Thank you. I had initially read to convert my .txt files into .jsonl files, but this also failed for me.
Representing the data as .json has allowed me to upload my data successfully.
Here is the format I am using:
[
{
"prompt": "a string representing a prompt",
"completion": ["response data 1", "response data 2"]
},
{
"prompt": "etc",
"completion": "you can also pass a single completion string as opposed to an array"
},
...
]
I have no idea if this format is good, but the models do appear to be able to pull specific data, appearing that it has learned.

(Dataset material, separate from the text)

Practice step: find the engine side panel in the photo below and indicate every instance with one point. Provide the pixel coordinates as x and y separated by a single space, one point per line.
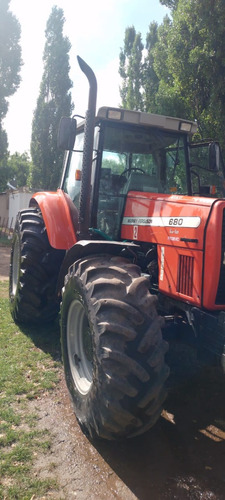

From experimenting for only a few minutes so far, it appears that the GPT Assistants are not even learning from the data, but essentially just searching the data and then supplementing prompts with this extra bit of text. Not to undermine how cool this technology is, but if you’re trying to actually fine-tune a model and account for custom data to yield a new model with unique weights, I don’t believe this is what you’re looking for; however, the results may still be better than what you can get with other available models out there, so it’s all very interesting regardless! I have no idea if what I am saying here is true, just my first thoughts from playing with it just now.
Users on the forum are discussing a recurring issue related to file uploads when creating or updating assistants via the Playground or the API. rayed_studded, srajan.garg, nucks, hongfei.dong.v, masterjohnjedi2321, and dev29 report errors related to unsupported file types, including CSVs, PNGs, and JPGs, suggesting it may be an issue on OpenAI’s side.
bsquires14 indicates the problem may be that the system expects is the JSONL file format, and even that does not process successfully. There’s also a problem with deleting troublesome files. However, bsquires14 provided a workaround that implies using the API to upload files as a temporary solution and a Python script to achieve this.
Updating the findings, bsquires14 stated that the problem seems to be tied specifically with the ‘Retrieval’ functionality. Disabling ‘Retrieval’ and using the Code Interpreter as an alternative, although not as effective, makes it work.
mstockwell and afedechkin voice concerns about the issue and its implications, subscribing to the thread for future updates.
shaunak.tulshi mentions the same error while trying to upload either CSV or TXT files, even though the error message states that these formats should be supported. A workaround proposed includes converting CSV files to JSON.
mikebell180 provides a working solution in Python Flask code to handle file uploads and convert them into conformable CSV format based on a database schema.
Finally, ryan30 shares their success by converting .txt files to .json and raises questions about how the models are working with data - whether they’re learning from or merely searching it.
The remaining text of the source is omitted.